Not causal chains, but interactions and adaptations

4 days ago 2

I’ve been a bit of an anti-root-cause-analysis (RCA) tear lately. On LinkedIn, health and safety expert Vincent Theobald-Vega left a thoughtful, detailed comment on my last post. In his comment, he noted that RCA done poorly leads to bad results, and he pointed me to what he described as a good guide to using the RCA approach: Investigating accidents and incidents. This is a free book published by the UK Health and Safety Executive.

However, after reading this guide, my perception of RCA has not improved. I still believe that RCA is based on a fundamentally incorrect model of complex systems failure. To clarify my thinking, I’ve tried to explain where I see its flaws in this post.
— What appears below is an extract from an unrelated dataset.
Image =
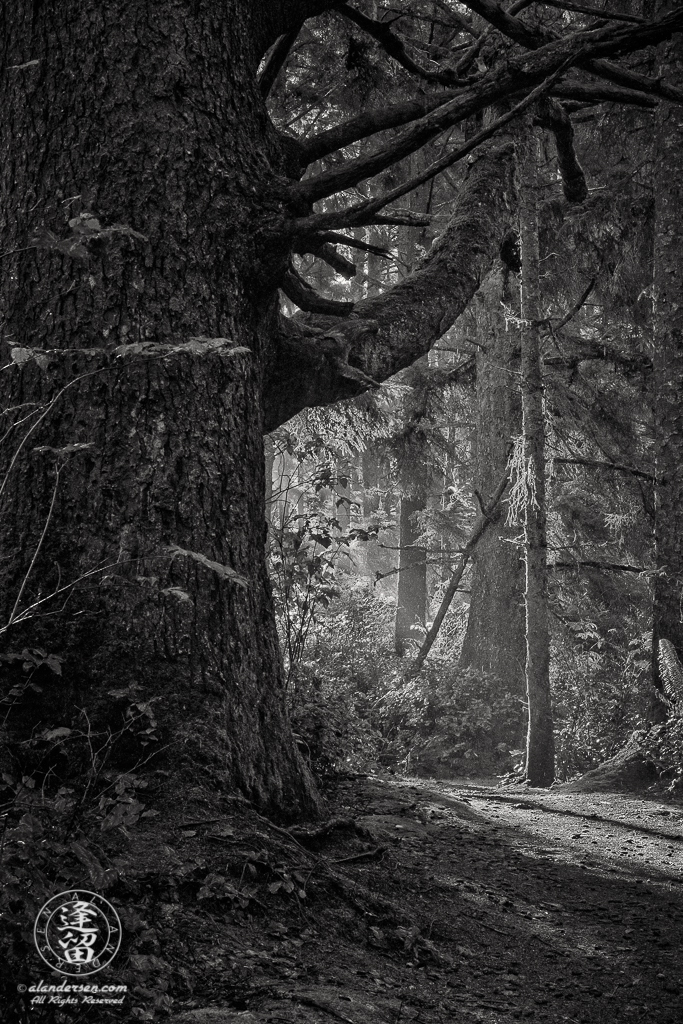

A quick note on terminology: while the guide uses the term accident, I’m going to use the term incident instead, to remain consistent with the usage in the software domain. The guide uses incident to refer to near misses.

Some content in the guide that I appreciated

While I disagree with RCA as described in the guide, I wanted to start by pointing out areas of agreement I had with the guide.

Not just a single cause

The guide does note that there are multiple causes involved in incidents. It notes that adverse events have many causes (p6), and it also mentions that Very often, a number of chance occurrences and coincidences combine to create the circumstances in which an adverse event can happen. All these factors should be recorded here in chronological order, if possible. (p10).

While I disagree with the causal language, I do at least appreciate that it points out there are multiple factors.

Examine how work is really done

The guide does talk about examining the work and the context under which it takes place. Under “information and insights gained from an investigation”, one of the bullet points is A true snapshot of what really happens and how work is really done (p7).

Under the “Gathering detailed information: How and what? section, the guide asks What activities were being carried out at the time? and Was there anything unusual or different about the working conditions?” (p15)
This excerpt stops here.